Il faut noter également que le marché de l’immobilier de prestige est un marché à part. Il est toujours plus protégé et moins impacté en cas de crise. Si l’effet psychologique peut freiner les envies des acheteurs sur le marché et résidentiel et le desservir, sur le segment du luxe, c’est l’inverse. Les acheteurs se tournent vers les biens de prestige pour placer leur argent. Ils désertent les marchés boursiers et privilégient une valeur refuge telle que l’immobilier de luxe. Evidemment, en cas de crise mondiale, l’immobilier de prestige ne sera pas à l’abri mais nous non plus …

MySweet’immo : Avec les sanctions annoncées par Bercy, les propriétaires russes ont-ils intérêt à revendre leurs biens immobiliers ?

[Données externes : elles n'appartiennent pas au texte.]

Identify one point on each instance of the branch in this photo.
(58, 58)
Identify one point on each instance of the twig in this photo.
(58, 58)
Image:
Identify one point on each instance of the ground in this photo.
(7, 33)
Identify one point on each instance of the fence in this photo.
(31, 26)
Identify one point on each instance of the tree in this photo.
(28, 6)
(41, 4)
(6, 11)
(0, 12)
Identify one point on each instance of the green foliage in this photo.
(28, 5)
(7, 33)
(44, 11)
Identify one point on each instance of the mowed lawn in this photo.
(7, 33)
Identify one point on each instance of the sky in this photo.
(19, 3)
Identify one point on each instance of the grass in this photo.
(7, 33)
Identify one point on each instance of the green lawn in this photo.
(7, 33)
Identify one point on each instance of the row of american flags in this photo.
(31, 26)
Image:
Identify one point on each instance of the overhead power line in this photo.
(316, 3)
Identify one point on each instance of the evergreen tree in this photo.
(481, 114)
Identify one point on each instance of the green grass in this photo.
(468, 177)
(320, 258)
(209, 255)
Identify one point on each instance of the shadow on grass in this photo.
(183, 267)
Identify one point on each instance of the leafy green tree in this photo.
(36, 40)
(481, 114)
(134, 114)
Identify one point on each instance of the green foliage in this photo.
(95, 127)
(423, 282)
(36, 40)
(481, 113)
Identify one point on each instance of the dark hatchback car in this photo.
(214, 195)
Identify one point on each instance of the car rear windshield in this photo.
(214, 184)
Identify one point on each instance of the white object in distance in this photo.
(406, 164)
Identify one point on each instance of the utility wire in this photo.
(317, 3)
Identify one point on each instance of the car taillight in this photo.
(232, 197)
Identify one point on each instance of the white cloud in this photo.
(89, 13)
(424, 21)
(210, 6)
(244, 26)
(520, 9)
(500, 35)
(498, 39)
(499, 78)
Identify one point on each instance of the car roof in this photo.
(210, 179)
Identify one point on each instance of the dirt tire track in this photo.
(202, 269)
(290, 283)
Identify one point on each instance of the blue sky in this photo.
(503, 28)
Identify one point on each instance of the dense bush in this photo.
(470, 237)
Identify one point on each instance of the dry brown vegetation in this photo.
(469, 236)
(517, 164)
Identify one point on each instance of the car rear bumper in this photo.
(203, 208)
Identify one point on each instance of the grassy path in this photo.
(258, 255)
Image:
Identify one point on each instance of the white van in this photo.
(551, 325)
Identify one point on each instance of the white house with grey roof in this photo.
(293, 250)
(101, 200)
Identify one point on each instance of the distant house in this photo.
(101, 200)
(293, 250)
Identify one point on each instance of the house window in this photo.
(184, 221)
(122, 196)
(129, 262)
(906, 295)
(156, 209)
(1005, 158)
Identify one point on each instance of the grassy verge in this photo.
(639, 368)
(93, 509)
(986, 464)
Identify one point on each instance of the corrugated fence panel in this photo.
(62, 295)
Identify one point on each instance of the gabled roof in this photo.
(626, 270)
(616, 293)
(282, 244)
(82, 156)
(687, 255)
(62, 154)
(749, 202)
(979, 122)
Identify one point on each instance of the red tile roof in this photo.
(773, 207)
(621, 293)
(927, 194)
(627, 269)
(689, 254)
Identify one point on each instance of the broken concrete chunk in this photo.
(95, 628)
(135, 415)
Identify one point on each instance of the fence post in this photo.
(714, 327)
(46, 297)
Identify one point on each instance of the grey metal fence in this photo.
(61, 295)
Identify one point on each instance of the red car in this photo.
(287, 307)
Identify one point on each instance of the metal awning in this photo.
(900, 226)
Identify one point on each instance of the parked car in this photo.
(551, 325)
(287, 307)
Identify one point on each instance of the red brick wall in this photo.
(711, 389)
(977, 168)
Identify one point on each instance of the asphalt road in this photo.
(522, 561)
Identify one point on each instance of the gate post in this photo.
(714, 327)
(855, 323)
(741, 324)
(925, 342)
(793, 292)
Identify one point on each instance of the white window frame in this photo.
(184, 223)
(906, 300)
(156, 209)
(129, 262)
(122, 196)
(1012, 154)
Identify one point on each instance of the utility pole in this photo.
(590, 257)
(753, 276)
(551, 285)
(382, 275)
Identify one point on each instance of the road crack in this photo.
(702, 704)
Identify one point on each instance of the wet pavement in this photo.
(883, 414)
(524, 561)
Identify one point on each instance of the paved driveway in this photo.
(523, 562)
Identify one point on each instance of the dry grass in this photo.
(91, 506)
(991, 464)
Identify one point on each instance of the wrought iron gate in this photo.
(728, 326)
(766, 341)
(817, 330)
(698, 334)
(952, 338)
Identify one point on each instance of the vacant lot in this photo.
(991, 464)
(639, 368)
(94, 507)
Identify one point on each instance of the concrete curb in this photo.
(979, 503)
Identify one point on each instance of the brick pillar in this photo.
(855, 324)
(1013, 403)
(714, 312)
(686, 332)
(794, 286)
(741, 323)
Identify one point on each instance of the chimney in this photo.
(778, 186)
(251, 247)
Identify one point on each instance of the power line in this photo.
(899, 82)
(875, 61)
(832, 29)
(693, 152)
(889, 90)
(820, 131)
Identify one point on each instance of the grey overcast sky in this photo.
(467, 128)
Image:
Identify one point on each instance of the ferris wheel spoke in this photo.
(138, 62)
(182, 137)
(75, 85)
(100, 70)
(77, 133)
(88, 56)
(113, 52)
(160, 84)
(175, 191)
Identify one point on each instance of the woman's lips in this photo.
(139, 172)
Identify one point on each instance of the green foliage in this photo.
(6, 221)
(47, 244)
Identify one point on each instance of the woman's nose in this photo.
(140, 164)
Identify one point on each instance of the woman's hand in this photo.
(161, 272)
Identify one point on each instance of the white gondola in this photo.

Alexander Kraft : Je ne le leur conseille pas. Tous leurs faits et gestes sont scrutés. En revendant, à défaut du gel de leurs avoirs qui leur permet de continuer à profiter de leurs biens, ils risquent potentiellement une saisie et/ou d’autres conséquences.

Par Olivia Delage
Alexander Kraft est Président – Directeur Général de Sotheby’s International Realty France – Monaco.